Good chefs love to work with fresh ingredients — like the green and white asparagus stalks that begin showing up here in France each spring. So it’s not surprising that we were served asparagus dishes as our entrées at two different restaurants on two successive days this past week.
On Wednesday, my wife Jan and I, with our friend Joanne, ate lunch at one of our favourite restaurants — the quite wonderful La Table du Marché in Bergerac, where an asparagus dish was the starter on the daily menu.
(I’ve written about the restaurant many times, so I won’t elaborate here. If you want any more information, just type “La Table du Marché” into the Search box at the top right of this blog, and you’ll be served all my previous reviews.)
Then on Thursday, the three of us lunched at Restaurant Eléonore in the Hôtel Edward 1 in Monpazier, and again began our meal with another asparagus dish. (It was a first time for us in the restaurant, and I’ll provide a full review in my next blog posting.)

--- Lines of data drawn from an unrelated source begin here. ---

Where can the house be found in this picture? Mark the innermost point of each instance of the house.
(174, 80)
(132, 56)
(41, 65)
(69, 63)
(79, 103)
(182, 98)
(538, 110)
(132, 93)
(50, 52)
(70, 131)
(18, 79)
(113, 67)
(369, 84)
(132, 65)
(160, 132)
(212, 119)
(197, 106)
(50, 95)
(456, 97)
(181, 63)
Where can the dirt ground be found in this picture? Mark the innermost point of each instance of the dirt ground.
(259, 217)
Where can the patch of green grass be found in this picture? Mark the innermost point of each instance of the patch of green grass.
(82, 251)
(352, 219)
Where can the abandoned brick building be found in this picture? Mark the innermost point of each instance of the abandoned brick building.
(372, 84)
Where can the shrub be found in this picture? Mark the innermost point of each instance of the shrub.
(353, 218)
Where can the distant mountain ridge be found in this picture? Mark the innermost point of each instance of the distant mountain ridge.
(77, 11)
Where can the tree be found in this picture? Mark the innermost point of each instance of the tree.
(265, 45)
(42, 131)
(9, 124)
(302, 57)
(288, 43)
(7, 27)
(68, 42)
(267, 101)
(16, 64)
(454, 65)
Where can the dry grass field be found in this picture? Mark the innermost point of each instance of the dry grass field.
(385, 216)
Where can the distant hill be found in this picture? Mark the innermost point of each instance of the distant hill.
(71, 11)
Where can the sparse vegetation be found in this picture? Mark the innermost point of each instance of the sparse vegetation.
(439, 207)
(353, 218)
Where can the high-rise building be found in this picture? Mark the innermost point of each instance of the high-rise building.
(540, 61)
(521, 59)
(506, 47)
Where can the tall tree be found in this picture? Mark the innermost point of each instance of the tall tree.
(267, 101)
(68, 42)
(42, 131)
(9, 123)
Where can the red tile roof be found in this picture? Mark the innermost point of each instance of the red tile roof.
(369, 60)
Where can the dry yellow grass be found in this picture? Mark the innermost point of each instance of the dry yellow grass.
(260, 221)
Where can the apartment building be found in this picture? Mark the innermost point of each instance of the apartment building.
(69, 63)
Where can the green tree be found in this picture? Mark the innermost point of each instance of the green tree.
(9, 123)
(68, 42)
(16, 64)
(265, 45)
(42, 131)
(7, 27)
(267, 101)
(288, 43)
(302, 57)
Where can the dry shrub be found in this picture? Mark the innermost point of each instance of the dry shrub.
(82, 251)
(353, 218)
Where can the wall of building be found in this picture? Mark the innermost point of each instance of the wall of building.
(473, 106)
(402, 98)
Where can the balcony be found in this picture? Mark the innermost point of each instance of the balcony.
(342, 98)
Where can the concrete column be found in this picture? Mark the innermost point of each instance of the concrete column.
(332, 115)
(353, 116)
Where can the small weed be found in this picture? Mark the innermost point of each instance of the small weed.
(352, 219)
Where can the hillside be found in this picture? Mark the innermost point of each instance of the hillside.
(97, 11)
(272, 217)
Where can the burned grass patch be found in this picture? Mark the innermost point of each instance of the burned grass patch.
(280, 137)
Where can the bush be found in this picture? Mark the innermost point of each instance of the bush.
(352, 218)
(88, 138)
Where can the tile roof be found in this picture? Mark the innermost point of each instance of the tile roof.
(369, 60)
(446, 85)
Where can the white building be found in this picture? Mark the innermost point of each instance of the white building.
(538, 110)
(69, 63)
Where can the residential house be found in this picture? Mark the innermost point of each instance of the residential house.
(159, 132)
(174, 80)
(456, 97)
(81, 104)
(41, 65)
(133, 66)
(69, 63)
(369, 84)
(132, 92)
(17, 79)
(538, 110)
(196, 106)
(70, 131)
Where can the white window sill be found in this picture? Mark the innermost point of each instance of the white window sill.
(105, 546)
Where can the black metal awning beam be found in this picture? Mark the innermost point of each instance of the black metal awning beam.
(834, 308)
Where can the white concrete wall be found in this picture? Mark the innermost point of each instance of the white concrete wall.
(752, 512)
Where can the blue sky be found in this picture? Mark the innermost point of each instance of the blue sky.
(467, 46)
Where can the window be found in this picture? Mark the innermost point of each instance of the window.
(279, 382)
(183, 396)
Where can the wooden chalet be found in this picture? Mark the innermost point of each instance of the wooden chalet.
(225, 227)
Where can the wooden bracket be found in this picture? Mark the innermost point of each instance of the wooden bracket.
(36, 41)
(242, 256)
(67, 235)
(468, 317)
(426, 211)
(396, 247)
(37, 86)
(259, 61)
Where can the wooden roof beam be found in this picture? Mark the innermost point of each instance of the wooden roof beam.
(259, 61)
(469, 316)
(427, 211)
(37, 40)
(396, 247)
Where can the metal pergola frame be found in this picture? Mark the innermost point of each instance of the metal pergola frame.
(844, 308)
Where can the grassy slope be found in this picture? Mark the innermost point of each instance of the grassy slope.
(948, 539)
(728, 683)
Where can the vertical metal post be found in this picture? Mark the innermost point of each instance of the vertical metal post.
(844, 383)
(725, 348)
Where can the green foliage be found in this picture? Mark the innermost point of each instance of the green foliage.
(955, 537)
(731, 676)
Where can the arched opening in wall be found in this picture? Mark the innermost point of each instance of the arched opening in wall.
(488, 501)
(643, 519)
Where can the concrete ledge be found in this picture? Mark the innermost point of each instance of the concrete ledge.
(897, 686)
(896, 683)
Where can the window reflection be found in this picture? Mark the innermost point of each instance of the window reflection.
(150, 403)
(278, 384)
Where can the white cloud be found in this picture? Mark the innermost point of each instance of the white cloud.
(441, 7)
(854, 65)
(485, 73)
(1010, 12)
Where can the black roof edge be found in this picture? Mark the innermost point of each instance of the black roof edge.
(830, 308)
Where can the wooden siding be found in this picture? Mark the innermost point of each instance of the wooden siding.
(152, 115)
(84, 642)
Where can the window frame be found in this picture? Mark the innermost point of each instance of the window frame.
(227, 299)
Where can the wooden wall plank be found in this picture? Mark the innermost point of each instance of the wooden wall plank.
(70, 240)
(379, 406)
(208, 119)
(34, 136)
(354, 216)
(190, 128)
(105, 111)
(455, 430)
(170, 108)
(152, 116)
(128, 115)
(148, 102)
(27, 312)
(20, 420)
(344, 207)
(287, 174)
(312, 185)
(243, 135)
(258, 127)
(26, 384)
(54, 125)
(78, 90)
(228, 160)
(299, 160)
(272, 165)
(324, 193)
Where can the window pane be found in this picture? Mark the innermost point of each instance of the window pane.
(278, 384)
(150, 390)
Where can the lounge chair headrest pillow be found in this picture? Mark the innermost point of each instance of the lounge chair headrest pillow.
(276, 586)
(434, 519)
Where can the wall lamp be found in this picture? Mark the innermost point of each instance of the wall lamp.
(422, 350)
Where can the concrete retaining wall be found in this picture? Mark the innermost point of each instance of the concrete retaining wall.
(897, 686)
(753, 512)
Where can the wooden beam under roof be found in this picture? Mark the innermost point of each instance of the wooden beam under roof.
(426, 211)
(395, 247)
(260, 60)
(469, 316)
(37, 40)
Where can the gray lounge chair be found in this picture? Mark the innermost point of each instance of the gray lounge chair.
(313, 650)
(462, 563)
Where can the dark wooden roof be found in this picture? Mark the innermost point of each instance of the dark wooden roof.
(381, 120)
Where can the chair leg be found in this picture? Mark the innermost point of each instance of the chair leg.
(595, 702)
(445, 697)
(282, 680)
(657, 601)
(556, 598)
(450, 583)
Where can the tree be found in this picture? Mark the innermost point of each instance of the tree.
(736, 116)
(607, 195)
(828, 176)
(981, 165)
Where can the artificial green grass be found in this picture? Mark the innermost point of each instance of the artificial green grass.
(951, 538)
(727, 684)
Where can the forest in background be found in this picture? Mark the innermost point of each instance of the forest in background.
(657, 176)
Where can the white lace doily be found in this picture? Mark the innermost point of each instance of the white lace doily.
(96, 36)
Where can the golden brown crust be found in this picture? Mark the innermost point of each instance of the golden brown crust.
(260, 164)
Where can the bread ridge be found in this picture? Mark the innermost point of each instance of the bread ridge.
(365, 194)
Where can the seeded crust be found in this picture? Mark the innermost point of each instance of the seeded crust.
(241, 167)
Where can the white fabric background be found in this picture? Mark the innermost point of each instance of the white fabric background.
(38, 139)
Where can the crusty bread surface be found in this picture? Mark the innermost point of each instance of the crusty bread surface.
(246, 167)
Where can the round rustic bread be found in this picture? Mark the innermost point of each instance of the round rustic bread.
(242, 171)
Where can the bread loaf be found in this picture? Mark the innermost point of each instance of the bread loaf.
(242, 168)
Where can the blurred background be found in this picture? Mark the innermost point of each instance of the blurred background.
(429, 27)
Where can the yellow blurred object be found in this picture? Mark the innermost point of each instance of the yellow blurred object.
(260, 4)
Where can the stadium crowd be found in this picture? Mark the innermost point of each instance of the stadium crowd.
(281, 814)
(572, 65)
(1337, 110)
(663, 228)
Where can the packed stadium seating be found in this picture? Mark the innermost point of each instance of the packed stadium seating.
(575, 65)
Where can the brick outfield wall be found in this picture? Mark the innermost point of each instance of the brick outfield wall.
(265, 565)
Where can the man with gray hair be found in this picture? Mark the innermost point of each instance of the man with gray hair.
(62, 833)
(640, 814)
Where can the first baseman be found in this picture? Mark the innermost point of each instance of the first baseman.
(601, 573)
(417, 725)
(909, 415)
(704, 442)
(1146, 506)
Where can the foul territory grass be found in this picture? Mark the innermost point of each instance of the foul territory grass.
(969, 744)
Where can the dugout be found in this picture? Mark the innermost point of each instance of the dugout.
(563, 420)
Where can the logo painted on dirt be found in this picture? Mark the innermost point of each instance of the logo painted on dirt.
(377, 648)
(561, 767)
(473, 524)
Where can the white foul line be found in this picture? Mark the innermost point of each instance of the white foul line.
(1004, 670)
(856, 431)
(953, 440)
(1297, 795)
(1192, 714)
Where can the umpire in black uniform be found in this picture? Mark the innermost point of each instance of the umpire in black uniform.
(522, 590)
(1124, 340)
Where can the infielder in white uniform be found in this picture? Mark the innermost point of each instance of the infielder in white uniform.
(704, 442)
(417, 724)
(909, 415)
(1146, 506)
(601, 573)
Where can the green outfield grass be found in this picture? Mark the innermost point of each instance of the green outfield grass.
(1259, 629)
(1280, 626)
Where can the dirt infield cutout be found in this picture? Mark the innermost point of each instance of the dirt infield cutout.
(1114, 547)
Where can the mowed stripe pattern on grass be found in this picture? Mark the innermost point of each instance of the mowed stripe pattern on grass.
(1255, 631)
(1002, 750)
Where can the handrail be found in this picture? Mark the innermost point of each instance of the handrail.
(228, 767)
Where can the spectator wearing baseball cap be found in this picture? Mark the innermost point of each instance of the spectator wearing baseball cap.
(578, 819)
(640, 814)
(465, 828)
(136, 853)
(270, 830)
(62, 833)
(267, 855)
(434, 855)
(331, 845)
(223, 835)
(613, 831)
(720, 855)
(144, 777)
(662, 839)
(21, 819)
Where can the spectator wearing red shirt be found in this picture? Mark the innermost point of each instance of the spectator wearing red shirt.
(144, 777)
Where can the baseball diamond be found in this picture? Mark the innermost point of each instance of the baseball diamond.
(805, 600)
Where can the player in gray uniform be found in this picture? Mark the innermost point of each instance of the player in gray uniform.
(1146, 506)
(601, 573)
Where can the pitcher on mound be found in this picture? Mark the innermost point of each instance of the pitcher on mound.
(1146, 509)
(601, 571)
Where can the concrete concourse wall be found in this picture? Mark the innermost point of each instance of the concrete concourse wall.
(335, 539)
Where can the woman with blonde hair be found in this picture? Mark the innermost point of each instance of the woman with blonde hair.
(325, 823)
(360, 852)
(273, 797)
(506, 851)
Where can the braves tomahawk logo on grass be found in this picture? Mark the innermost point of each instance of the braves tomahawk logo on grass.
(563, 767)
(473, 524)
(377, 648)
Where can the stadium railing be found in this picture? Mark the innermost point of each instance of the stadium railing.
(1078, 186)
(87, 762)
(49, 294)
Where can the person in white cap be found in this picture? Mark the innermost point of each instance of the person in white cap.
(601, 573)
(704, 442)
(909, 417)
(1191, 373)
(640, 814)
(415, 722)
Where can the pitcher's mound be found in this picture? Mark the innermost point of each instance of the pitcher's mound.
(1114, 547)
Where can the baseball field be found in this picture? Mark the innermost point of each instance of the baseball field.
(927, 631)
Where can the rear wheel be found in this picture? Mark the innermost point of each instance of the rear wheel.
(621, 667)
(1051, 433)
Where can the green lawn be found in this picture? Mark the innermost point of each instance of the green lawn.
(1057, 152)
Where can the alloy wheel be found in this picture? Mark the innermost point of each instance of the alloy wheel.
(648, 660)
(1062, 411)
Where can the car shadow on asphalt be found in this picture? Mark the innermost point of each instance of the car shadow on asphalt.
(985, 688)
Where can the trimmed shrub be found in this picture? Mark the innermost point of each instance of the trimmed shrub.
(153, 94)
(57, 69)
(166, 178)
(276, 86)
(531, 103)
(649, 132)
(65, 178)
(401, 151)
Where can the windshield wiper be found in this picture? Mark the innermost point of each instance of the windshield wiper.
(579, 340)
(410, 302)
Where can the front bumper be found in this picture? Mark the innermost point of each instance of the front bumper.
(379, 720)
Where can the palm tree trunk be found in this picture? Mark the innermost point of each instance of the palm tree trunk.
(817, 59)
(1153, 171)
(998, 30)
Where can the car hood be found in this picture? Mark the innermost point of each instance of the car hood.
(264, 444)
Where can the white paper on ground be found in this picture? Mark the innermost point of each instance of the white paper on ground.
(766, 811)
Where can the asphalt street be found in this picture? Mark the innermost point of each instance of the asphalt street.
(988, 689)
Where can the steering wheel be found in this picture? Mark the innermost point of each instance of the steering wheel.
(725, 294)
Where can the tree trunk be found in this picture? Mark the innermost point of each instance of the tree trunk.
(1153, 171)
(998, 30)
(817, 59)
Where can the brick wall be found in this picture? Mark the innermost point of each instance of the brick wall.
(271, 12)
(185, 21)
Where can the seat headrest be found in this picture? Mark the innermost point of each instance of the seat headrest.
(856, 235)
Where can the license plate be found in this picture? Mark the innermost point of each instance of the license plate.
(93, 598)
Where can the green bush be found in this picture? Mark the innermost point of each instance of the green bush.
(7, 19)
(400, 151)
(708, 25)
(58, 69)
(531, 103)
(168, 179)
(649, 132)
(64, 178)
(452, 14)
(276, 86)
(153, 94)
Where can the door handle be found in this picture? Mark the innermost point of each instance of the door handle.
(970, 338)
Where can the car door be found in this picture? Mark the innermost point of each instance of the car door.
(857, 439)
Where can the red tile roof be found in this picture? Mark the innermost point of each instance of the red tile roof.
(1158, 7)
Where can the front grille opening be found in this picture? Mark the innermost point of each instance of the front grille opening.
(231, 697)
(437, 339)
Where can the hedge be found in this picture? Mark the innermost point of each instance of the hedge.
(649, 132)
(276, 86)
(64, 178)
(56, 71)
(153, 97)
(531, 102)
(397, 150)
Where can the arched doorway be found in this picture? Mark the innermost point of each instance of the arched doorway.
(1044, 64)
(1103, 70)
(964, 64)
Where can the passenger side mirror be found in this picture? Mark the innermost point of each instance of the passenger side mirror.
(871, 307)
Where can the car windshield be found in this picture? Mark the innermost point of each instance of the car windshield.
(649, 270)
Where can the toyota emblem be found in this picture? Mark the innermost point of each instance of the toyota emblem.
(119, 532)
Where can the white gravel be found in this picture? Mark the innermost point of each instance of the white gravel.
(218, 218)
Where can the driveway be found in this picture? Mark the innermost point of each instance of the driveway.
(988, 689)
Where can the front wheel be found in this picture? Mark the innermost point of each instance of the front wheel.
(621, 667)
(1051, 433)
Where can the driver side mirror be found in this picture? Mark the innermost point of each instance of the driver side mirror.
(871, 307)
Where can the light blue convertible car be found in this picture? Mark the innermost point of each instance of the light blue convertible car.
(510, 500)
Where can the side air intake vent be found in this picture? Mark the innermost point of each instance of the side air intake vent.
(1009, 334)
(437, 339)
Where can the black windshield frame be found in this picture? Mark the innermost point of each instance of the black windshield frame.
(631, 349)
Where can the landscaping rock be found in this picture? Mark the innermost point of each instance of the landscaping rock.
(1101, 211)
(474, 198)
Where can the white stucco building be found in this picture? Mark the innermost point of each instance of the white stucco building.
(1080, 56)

Now for the food. First, here’s the entrée as served at La Table du Marché — green asparagus stalks surrounded by a sauce made of faiselle (a fresh, soft cheese) that had been blended with pistachio paste, and then garnished with grated rind of preserved lemons and curls of braised onion:
At Restaurant Eléonore in Monpazier, the approach was a bit lighter. The plate included both white and green asparagus, garnished with several small mounds of soft white cheese and a number of young beet leaves. Then there was the purple oval that looked like, perhaps, a grape. Nope — it was a hard-boiled quail’s egg that had been marinated in balsamic vinegar, and proved to be absolutely delicious. How clever!
As you might expect, the three of us enjoyed both asparagus dishes. But if I had to pick my favourite, the creation at Restaurant Eléonore would win by a nose. Or a quail’s egg.